The Aaron Salter, Jr. Responsible Body Armor Possession Act, named after the security guard and retired Buffalo police officer who lost his life along with nine others on May 14, 2022. Salter’s attempt to stop the massacre was hampered by the gunman’s military-grade body armor.
Meng, a Congresswoman from Queens, and Higgins are the lead sponsors of the bill that will prohibit the sale, transfer and possession of enhanced body armor, with exceptions made for military members, law enforcement and security jobs.
Flanked by family members of some of victims of the Tops shooting at the Frank Merriweather Jr. Library, Higgins said the bill recognizes the bravery of Salter in the hope that no one else is left defenseless trying to stop a mass shooter.
“It’s a commonsense measure that builds on the bipartisan Safer Communities Act, which was approved by Congress and signed into law by President Biden in 2022,” he said. “It honors the life of Officer Salter, a 30-year veteran of the Buffalo Police Department who selflessly put himself into harm’s way to defend our neighbors against the racist mass shooter who targeted the Buffalo community.”
Providing a replica of the sort of body armor the mass shooter used, Buffalo Police Commissioner Joseph Gramaglia said the bill has been endorsed by law enforcement agencies from across the North America.
“This bill also comes with the full support of the Major City Chiefs Association which represents 70 of the largest municipal police departments in the United States and the nine largest in Canada,” he said. “They fully endorsed this bill and throw their support behind it as well.”
This same bill had difficulty moving through the House one year ago. Meng said whether the bill is looked at on its own or as part of a public safety package, they will take it.
“Oftentimes public sentiment and public awareness can help move mountains,” she said. “We want the public to be more aware of how this was an issue and how this prevented life saving techniques that could’ve been used by Lieutenant Salter on that fateful day.”

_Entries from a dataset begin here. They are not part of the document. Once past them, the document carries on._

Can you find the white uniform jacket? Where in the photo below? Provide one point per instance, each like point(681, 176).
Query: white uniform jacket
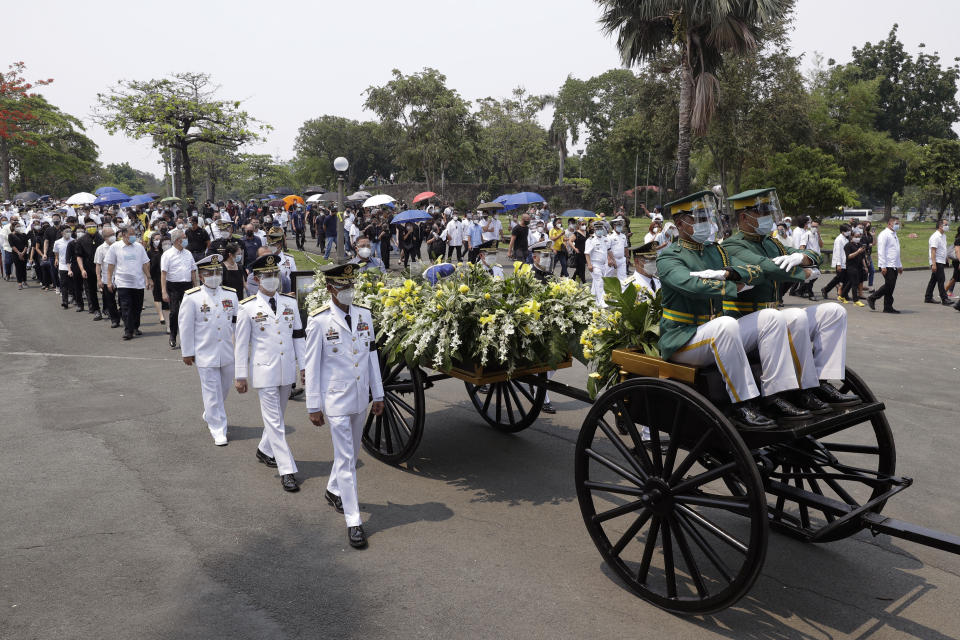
point(342, 370)
point(268, 345)
point(207, 320)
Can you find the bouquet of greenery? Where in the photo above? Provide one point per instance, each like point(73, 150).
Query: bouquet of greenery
point(629, 322)
point(472, 317)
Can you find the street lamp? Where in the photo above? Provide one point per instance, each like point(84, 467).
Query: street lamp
point(340, 164)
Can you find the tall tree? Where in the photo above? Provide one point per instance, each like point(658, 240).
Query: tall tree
point(703, 32)
point(18, 106)
point(431, 123)
point(176, 112)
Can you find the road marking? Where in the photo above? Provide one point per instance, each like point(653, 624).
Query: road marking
point(82, 355)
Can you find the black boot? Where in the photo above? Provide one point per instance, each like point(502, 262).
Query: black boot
point(832, 396)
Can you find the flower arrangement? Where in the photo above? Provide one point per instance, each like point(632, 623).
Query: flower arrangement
point(472, 317)
point(630, 321)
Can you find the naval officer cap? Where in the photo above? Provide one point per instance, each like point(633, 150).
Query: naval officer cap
point(339, 275)
point(265, 263)
point(213, 262)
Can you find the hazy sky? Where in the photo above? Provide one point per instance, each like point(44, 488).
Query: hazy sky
point(291, 60)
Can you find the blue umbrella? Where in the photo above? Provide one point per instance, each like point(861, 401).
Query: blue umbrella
point(111, 197)
point(141, 199)
point(413, 215)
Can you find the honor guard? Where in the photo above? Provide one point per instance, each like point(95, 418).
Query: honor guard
point(696, 274)
point(208, 315)
point(599, 259)
point(284, 260)
point(268, 346)
point(342, 374)
point(644, 277)
point(817, 333)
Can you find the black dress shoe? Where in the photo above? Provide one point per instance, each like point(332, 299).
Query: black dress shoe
point(782, 410)
point(832, 396)
point(807, 400)
point(267, 460)
point(746, 416)
point(334, 501)
point(356, 536)
point(289, 483)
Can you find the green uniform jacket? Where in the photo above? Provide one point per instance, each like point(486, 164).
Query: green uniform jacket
point(757, 250)
point(688, 301)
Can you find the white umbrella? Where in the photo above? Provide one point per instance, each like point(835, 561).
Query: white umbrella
point(376, 201)
point(81, 198)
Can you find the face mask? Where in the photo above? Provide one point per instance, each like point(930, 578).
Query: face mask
point(701, 232)
point(764, 225)
point(345, 297)
point(270, 284)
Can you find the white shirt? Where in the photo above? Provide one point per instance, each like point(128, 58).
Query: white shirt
point(178, 264)
point(128, 261)
point(60, 248)
point(888, 249)
point(839, 258)
point(496, 227)
point(937, 241)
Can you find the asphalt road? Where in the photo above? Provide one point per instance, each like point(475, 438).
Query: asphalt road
point(120, 519)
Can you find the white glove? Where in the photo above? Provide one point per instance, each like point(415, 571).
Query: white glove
point(710, 274)
point(789, 261)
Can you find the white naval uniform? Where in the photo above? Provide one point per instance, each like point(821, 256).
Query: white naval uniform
point(207, 319)
point(618, 245)
point(597, 249)
point(343, 374)
point(267, 348)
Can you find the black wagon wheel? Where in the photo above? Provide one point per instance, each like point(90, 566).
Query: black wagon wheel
point(508, 406)
point(675, 505)
point(393, 436)
point(845, 468)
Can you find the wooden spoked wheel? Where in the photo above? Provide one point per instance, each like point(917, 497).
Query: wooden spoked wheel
point(846, 468)
point(509, 406)
point(393, 436)
point(676, 506)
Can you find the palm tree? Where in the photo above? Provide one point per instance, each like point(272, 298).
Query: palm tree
point(703, 31)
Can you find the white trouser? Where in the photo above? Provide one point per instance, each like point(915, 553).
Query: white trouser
point(766, 331)
point(719, 341)
point(346, 431)
point(818, 342)
point(215, 382)
point(273, 402)
point(621, 268)
point(596, 285)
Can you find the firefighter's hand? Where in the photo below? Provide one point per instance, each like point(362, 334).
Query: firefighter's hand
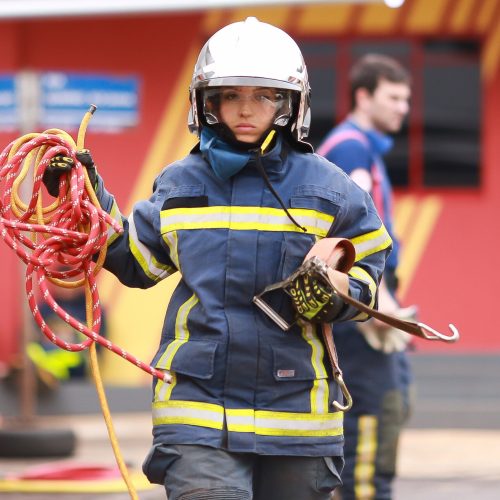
point(85, 158)
point(58, 166)
point(315, 301)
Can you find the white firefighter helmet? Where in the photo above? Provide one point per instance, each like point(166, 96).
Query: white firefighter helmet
point(240, 55)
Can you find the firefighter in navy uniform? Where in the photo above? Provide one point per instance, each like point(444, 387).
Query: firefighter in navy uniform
point(373, 357)
point(249, 412)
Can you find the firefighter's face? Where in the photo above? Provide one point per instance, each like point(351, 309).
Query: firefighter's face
point(248, 111)
point(388, 106)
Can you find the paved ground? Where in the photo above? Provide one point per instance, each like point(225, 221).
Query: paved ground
point(435, 464)
point(450, 450)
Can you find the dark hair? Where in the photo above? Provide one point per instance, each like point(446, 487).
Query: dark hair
point(371, 68)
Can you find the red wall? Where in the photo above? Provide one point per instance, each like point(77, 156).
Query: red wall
point(458, 263)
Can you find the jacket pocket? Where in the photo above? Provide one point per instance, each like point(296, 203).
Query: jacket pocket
point(317, 198)
point(291, 365)
point(194, 358)
point(186, 196)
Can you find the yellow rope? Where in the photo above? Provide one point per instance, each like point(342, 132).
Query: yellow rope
point(96, 373)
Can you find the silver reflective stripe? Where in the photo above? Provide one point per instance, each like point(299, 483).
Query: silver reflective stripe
point(245, 218)
point(153, 269)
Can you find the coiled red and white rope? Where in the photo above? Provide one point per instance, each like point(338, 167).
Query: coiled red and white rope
point(68, 232)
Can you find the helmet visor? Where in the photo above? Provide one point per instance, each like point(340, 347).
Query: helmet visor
point(264, 101)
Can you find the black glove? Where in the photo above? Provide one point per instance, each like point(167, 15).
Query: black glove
point(85, 158)
point(58, 166)
point(314, 300)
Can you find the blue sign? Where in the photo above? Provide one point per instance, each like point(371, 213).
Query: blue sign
point(9, 118)
point(65, 98)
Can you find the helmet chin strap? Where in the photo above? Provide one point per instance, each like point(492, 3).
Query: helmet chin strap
point(266, 143)
point(227, 135)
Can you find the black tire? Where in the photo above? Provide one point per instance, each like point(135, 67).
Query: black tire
point(29, 443)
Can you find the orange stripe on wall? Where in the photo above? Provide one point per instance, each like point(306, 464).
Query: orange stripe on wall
point(377, 18)
point(485, 15)
point(491, 52)
point(425, 16)
point(461, 15)
point(332, 19)
point(278, 16)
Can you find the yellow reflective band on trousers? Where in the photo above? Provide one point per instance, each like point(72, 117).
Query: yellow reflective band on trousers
point(245, 219)
point(372, 242)
point(153, 269)
point(364, 466)
point(260, 422)
point(188, 413)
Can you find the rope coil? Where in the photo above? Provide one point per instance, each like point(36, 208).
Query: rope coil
point(67, 232)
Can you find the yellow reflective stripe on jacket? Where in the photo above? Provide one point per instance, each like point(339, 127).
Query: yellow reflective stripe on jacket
point(372, 242)
point(153, 269)
point(360, 274)
point(245, 218)
point(260, 422)
point(319, 391)
point(181, 337)
point(171, 240)
point(274, 423)
point(188, 413)
point(117, 216)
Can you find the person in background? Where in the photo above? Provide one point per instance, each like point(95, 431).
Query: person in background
point(249, 413)
point(372, 356)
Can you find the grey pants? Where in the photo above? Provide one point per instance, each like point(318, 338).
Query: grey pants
point(192, 472)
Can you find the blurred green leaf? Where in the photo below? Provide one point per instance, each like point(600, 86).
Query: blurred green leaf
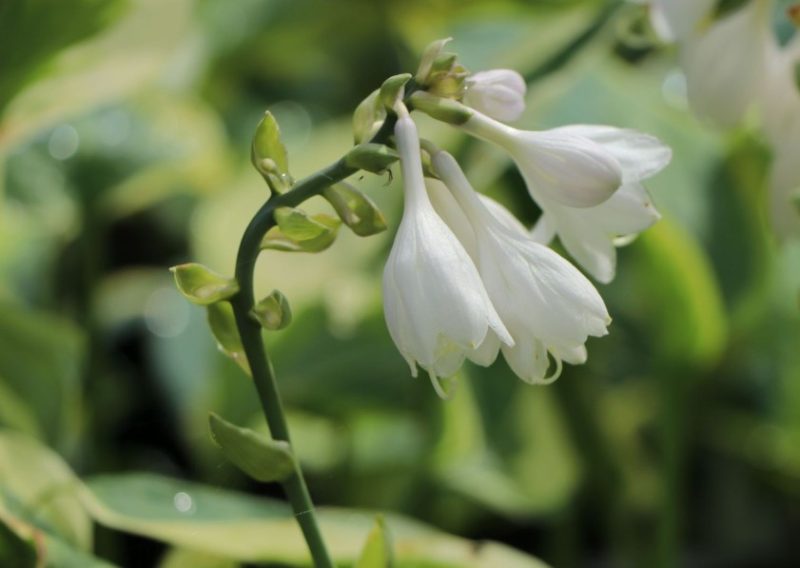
point(37, 487)
point(34, 31)
point(201, 285)
point(183, 558)
point(377, 552)
point(41, 360)
point(688, 321)
point(260, 457)
point(253, 529)
point(126, 57)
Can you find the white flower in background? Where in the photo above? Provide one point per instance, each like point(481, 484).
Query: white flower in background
point(600, 174)
point(591, 234)
point(565, 167)
point(546, 304)
point(499, 93)
point(675, 20)
point(780, 102)
point(725, 64)
point(436, 306)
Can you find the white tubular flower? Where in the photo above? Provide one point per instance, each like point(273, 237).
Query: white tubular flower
point(590, 234)
point(675, 20)
point(499, 93)
point(561, 166)
point(725, 65)
point(435, 303)
point(546, 304)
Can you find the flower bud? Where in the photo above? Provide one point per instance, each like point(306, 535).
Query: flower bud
point(499, 93)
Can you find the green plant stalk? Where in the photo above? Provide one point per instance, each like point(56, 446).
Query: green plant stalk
point(250, 333)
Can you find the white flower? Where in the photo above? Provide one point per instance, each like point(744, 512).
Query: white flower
point(588, 227)
point(546, 304)
point(499, 93)
point(590, 234)
point(678, 19)
point(562, 166)
point(781, 111)
point(435, 303)
point(725, 64)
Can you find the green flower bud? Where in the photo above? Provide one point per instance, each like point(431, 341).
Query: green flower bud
point(202, 286)
point(368, 117)
point(223, 326)
point(429, 57)
point(261, 458)
point(393, 88)
point(355, 209)
point(446, 110)
point(299, 232)
point(273, 312)
point(269, 156)
point(373, 158)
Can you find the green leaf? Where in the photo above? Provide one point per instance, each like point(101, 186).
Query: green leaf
point(273, 312)
point(259, 457)
point(299, 232)
point(33, 32)
point(392, 89)
point(377, 551)
point(689, 320)
point(202, 286)
point(39, 489)
point(355, 209)
point(128, 56)
point(368, 117)
point(41, 361)
point(375, 158)
point(253, 529)
point(269, 156)
point(223, 325)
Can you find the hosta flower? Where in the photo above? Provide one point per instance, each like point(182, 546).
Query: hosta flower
point(562, 166)
point(591, 234)
point(436, 306)
point(610, 207)
point(725, 64)
point(499, 93)
point(780, 102)
point(546, 304)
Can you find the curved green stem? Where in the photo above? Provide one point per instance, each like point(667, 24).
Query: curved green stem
point(250, 333)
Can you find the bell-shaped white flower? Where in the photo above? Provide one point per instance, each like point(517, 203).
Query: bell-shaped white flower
point(499, 93)
point(435, 304)
point(590, 234)
point(725, 64)
point(675, 20)
point(562, 166)
point(546, 304)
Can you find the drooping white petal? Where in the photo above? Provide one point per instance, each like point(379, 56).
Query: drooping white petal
point(542, 299)
point(725, 65)
point(561, 166)
point(436, 306)
point(678, 19)
point(640, 155)
point(499, 93)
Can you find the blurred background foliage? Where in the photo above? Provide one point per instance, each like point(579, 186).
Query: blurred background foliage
point(124, 138)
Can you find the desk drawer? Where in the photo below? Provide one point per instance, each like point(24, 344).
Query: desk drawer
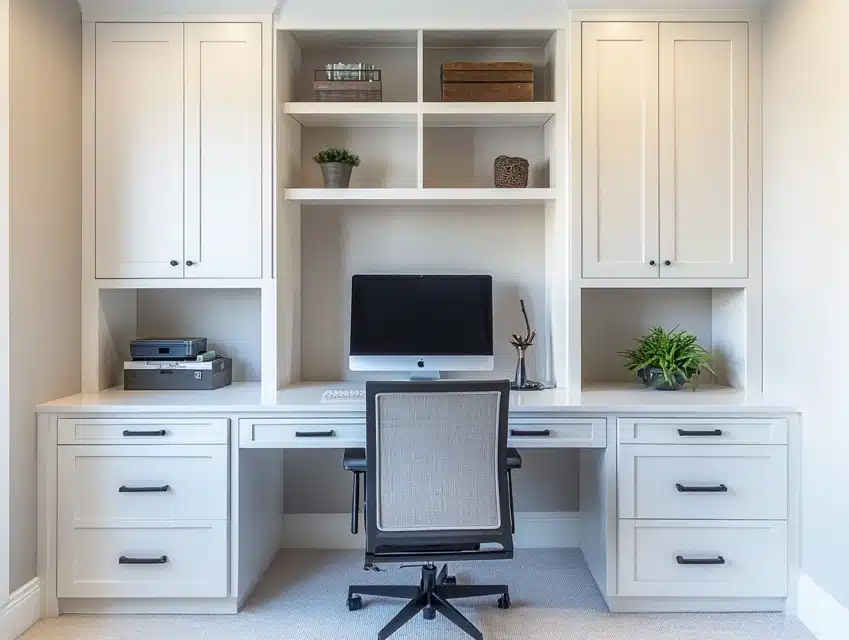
point(702, 430)
point(703, 482)
point(98, 484)
point(552, 432)
point(185, 561)
point(702, 559)
point(143, 431)
point(330, 432)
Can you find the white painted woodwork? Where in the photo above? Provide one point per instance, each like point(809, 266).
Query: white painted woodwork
point(196, 566)
point(619, 89)
point(709, 431)
point(90, 478)
point(755, 478)
point(704, 143)
point(394, 196)
point(303, 432)
point(344, 426)
point(139, 150)
point(143, 431)
point(755, 555)
point(223, 150)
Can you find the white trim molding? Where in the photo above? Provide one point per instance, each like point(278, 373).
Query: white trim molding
point(22, 611)
point(332, 531)
point(824, 616)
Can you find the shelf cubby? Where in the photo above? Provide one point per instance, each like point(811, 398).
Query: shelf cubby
point(393, 52)
point(534, 46)
point(612, 318)
point(457, 158)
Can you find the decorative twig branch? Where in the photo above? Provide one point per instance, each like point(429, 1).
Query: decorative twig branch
point(523, 341)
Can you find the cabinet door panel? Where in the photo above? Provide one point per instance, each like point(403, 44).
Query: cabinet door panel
point(139, 150)
point(704, 191)
point(619, 150)
point(223, 151)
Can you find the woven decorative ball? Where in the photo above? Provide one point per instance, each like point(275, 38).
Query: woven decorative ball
point(511, 173)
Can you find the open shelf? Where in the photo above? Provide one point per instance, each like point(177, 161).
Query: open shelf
point(393, 52)
point(612, 318)
point(487, 114)
point(536, 46)
point(431, 196)
point(353, 114)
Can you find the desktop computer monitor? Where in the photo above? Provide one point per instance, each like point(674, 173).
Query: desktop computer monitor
point(421, 324)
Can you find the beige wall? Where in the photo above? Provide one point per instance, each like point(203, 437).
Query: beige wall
point(806, 261)
point(45, 181)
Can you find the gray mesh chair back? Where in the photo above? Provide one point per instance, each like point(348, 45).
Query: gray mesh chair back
point(437, 470)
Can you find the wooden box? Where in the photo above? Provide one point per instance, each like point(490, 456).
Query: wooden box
point(487, 82)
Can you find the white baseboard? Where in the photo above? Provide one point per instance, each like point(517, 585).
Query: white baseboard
point(22, 611)
point(824, 616)
point(333, 531)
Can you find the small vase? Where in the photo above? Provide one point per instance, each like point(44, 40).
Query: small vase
point(337, 175)
point(520, 379)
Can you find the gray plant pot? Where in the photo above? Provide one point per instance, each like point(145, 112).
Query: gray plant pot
point(653, 379)
point(337, 175)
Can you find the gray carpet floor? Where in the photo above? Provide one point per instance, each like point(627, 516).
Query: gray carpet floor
point(302, 597)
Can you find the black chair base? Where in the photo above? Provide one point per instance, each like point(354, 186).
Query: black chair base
point(430, 597)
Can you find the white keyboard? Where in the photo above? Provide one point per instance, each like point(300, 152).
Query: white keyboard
point(343, 395)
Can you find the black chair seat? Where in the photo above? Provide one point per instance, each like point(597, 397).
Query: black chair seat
point(354, 460)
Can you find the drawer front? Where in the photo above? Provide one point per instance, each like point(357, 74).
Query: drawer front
point(143, 431)
point(701, 482)
point(552, 432)
point(303, 432)
point(185, 561)
point(702, 559)
point(702, 431)
point(99, 484)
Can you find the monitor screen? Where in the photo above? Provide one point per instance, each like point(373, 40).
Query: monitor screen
point(395, 315)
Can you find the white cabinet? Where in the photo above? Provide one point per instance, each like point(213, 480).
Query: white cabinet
point(178, 150)
point(619, 95)
point(704, 150)
point(143, 507)
point(223, 218)
point(664, 157)
point(139, 150)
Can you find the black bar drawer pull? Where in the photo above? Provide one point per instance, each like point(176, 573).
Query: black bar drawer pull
point(700, 434)
point(530, 434)
point(702, 561)
point(717, 489)
point(126, 560)
point(162, 489)
point(133, 434)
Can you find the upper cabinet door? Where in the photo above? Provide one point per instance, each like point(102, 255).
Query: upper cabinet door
point(223, 151)
point(619, 89)
point(139, 150)
point(704, 170)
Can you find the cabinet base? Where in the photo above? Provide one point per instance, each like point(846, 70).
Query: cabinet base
point(620, 604)
point(148, 605)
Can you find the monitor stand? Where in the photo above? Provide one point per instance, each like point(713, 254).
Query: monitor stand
point(424, 375)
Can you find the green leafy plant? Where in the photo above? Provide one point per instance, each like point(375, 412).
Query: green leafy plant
point(676, 354)
point(336, 154)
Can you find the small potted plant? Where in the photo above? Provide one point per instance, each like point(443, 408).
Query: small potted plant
point(336, 166)
point(665, 360)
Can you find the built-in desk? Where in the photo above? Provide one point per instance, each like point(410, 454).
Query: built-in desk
point(219, 522)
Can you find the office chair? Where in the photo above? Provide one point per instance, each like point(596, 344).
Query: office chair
point(436, 491)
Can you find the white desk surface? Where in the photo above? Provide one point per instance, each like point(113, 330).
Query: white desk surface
point(306, 398)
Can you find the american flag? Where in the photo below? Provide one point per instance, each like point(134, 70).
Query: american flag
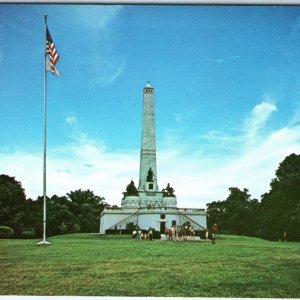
point(52, 53)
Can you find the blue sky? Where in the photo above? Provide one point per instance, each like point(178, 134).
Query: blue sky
point(227, 96)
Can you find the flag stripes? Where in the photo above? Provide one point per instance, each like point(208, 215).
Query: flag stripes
point(51, 52)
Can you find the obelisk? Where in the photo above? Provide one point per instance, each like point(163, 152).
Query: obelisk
point(148, 171)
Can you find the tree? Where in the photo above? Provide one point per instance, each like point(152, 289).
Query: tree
point(280, 207)
point(86, 208)
point(12, 203)
point(236, 214)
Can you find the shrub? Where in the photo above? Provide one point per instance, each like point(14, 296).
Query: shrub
point(28, 234)
point(6, 232)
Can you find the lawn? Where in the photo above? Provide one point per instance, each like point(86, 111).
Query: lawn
point(89, 265)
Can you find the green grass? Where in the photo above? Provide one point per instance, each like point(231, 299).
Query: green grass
point(89, 265)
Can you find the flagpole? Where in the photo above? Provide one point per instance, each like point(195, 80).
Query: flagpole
point(44, 242)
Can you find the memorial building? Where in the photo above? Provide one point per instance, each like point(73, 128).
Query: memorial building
point(148, 206)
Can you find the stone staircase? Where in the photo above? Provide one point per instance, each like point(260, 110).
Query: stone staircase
point(195, 225)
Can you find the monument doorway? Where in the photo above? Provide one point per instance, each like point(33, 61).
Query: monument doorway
point(162, 227)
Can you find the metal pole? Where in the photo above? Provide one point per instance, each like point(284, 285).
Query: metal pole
point(44, 242)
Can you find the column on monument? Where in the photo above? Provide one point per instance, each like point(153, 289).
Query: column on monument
point(148, 170)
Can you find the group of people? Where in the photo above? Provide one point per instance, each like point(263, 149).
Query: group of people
point(142, 235)
point(214, 231)
point(179, 233)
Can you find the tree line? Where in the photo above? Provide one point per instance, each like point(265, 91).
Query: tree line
point(278, 210)
point(79, 211)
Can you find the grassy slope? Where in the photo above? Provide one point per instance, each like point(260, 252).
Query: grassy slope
point(84, 264)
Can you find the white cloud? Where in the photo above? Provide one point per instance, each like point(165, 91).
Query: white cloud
point(71, 120)
point(197, 178)
point(258, 118)
point(96, 16)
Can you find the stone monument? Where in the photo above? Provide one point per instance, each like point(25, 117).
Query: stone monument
point(147, 206)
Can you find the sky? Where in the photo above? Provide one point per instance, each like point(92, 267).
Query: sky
point(227, 97)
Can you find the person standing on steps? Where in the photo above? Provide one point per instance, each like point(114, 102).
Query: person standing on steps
point(214, 231)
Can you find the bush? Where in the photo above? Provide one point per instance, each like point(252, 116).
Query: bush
point(6, 232)
point(28, 234)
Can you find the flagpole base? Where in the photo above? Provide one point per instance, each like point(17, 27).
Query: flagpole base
point(44, 243)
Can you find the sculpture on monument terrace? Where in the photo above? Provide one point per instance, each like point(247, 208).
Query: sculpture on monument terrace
point(168, 191)
point(131, 190)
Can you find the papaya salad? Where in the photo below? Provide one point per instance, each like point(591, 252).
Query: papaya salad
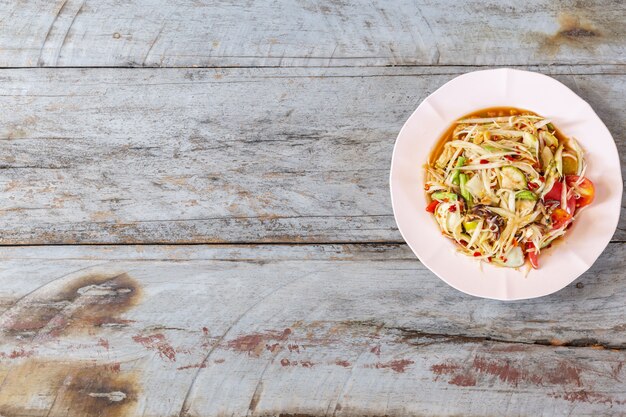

Higgins said persistence will win the day in getting the bill passed.
“The path is this: 10,000 bills are introduced in the United States Congress every year, 63 bills get passed,” he said. “The ratios aren’t good. But if you give up you stand no chance.”
The bill does not affect enhanced body armor that is already owned and allows for lower level armor which can be penetrated by less impactful ammunition.